Building Zomato iOS Apps

Zomato is the largest food discovery service and one of the top startups in India.

Arpit Agarwal
4 min readFeb 11, 2018
Animated this loop to explain Zomato, this went live as the front page of the app earlier

I had my homecoming to India on a midnight of January 2015, after a month of backpacking in Mexico, and freezing on the streets of New York. Ever since that night I landed, I’ve been hustling to build one of the best dining experiences you can get in the world at Zomato.

At Zomato, I primarily code the iOS app but I work in different teams on whatever helps to build the best products for us. I do ideation, conceptualisation, prototyping, and development.

Links to the consumer apps I have built and shipped at Zomato —

In February 2018, we released an overhauled design of the Zomato iOS app. I had the privilege of writing a post announcing all the changes we’ve made in this milestone release.

Zomato iOS app is used by about half a million people every single day who are in search of the best places to dine-out and order from. It gives me a rush that my design and code inputs can reach such a massive audience in 20 countries on a daily basis.

Starting with programming motion in the UI

In the last 3 years, I have seen a hyper growth in the organisation, and in people I have worked with (including me). And it’s come with enduring chaotic and tough times over these years at this startup in heart of India. I’d like to get a little bit into my journey so far.

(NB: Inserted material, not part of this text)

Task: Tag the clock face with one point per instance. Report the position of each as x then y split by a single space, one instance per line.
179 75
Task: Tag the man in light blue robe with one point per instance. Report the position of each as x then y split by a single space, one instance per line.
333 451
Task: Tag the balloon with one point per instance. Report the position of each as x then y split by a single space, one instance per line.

In my first week at Zomato, I pointed out to the CEO that the bounce animation in the location selector screen could make it feel like an alert. I was asked to fix it, and I was stressed since I had just started learning Objective-C. So I did what I could in 2 days — read about iOS animations online, dive into UIKit spring animations, pulling other developers for help, and somehow getting a transition class in place.

I coded a more suitable animation, and kept tweaking it for a day, changing the duration in milliseconds times over and over, until it looked super smooth. Finally, I presented it to people, they saw an improvement, and it went live! I still remember this as a starting point for me to develop a sense of motion UX in digital products. Back in 2015, this was a small thing, though three years later today, the product has matured to have coherent interactions throughout the entire user journey.

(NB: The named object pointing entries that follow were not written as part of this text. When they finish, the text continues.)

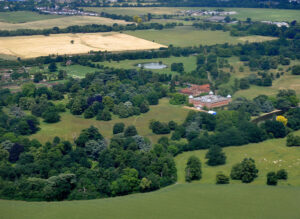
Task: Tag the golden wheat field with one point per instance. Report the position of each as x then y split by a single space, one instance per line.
60 44
60 22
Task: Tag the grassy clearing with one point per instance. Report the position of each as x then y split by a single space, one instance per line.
286 81
188 62
70 126
178 201
60 22
189 36
35 46
24 16
271 155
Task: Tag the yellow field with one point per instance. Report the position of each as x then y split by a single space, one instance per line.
256 39
35 46
60 22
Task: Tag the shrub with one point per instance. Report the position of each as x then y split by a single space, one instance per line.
272 179
193 169
118 128
222 179
292 140
215 156
130 131
282 174
245 171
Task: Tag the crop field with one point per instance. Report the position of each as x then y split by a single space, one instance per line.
271 155
256 14
34 46
188 62
24 16
60 22
132 11
189 36
70 126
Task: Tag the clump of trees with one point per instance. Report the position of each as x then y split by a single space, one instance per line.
193 169
272 177
159 127
245 171
222 179
215 156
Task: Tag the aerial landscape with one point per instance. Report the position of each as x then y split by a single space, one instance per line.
149 109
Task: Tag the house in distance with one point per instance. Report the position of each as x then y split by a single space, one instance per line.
209 101
195 90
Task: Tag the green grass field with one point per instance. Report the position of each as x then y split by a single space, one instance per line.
132 11
38 22
286 81
177 201
271 155
24 16
256 14
189 36
70 126
188 62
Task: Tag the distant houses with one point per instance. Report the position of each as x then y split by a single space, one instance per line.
278 24
195 90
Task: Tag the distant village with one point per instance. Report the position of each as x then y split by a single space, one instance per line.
201 97
65 11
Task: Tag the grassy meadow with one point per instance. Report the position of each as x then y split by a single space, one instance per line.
70 126
271 155
189 36
188 62
177 201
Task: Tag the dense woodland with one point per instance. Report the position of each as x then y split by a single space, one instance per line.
91 166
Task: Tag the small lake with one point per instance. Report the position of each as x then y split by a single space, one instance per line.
152 65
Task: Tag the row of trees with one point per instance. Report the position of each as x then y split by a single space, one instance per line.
59 170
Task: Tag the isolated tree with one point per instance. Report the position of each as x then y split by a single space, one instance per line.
52 67
130 131
193 169
272 179
215 156
282 174
118 128
282 119
222 179
245 171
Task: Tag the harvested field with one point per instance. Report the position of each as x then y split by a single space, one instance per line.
60 22
35 46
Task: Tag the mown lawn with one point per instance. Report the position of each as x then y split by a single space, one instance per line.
271 155
177 201
188 62
70 126
189 36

In hindsight, I consider this is an accumulated result of trying to get those small wins every single day!

Zomato app through the ages

Over these years, we have modularized our app into kits, introduced automations and CI into our processes, have measured development velocity on Jira, overhauled and reinvented the app experience, have become more data-driven, and a lot more. We have also built several internal apps to support our organization’s massive growth. The modularised app architecture takes care of the scale, and keeps the Zomato brand UX in sync within all our apps.

Read more about iOS app modularisation in my other post —

In addition, we maintain a robust and well-designed app by keeping our codebase structured, and performing tests on all of our new features. Remember, smoke testing is super important!

Along with this, we run A/B tests on our product features, and iterate on the UI pretty often. We also keep evaluating new possibilities to improve us like using test driven development methodologies. It feels like a transformation almost every month as we keep using the Build->Ship->Learn->Iterate cycle to improve.

At Zomato, I’ve been given a chance to do everything from creating architectures, writing new features, designing and programming transitions and interactions, handling internationalization, and guiding new team members.

Working every day at this massive scale, with diverse perspectives and personalities, introduces complexities that can occupy your entire mind at all times. Some moments in my day when I am able to zoom out and see the bigger picture, I feel that it’s been a great ride so far!